One of the ideas that works for me when I reflect on my own playing with data is that it is a conversation. Meaning is constructed through the conversation I have with a dataset, and the things it reveals when I pose particular questions to it. In many cases, these questions are based on filtering a dataset, although the result may be displayed in many ways. The answers I get to a question inform the next question I want to ask. Questions take the form of constructing this chart as opposed to that chart, though I am free to ask the same question in many slightly different ways if the answers don’t appear to be revealing of anything.
It is in this direction – of seeing data as a source that can be interviewed and coaxed into telling stories – that I sense elements of the data journalism thang are developing. This leads naturally into seeing data journalism skills as core investigative style skills that all journalists would benefit from. (Seeing things as data allows you to ask particular sorts of question in very particular ways. Being able to cast things into a data form – as for example in Creating Data from Text – Regular Expressions in OpenRefine) – so that they become amenable to data-style queries, is the next idea I think we need to get across…
So what are the jobs that are out at the moment? Here’s a quick round-up of some that I’ve spotted…

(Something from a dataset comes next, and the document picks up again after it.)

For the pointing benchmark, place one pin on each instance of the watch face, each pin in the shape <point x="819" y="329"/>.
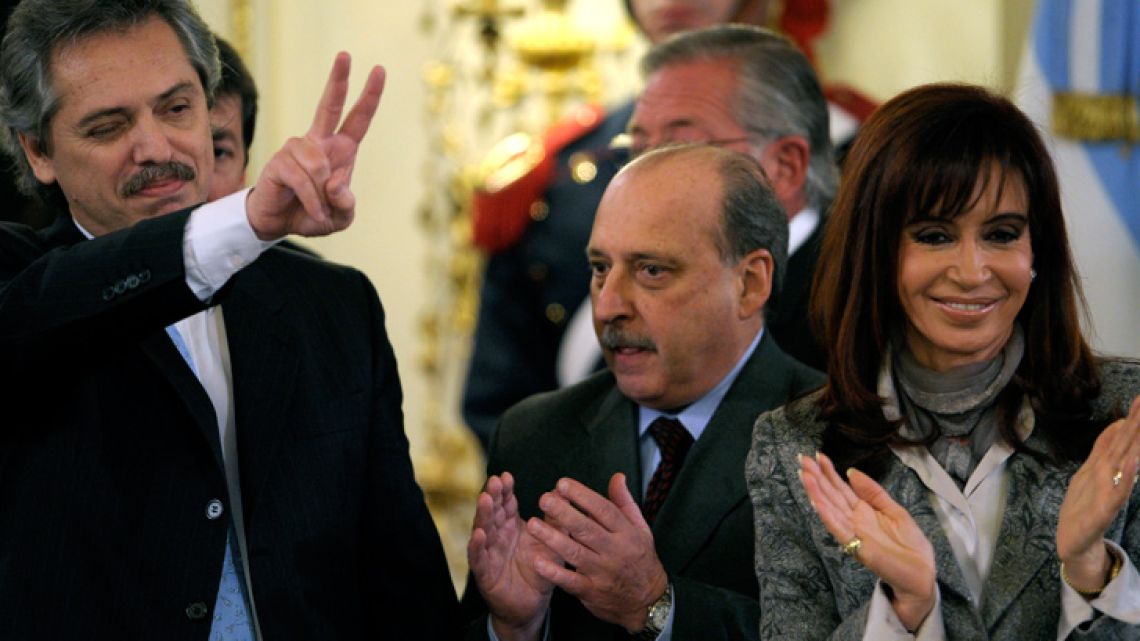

- Data editor (Guardian): “develop and implement a clear strategy for the Data team and the use of data, numbers and statistics to generate news stories, analysis pieces, blogs and fact checks for The Guardian and The Observer.
You will take responsibility for commissioning and editing content for the Guardian and Observer data blogs as well as managing the research needs of the graphics department and home and foreign news desks. With day-to-day managerial responsibility for a team of three reporters / researchers working on the data blog, you will also be responsible for data analysis and visualisation: using a variety of specialist software and online tools, including Tableau, ARCGis, Google Fusion, Microsoft Access and Excel”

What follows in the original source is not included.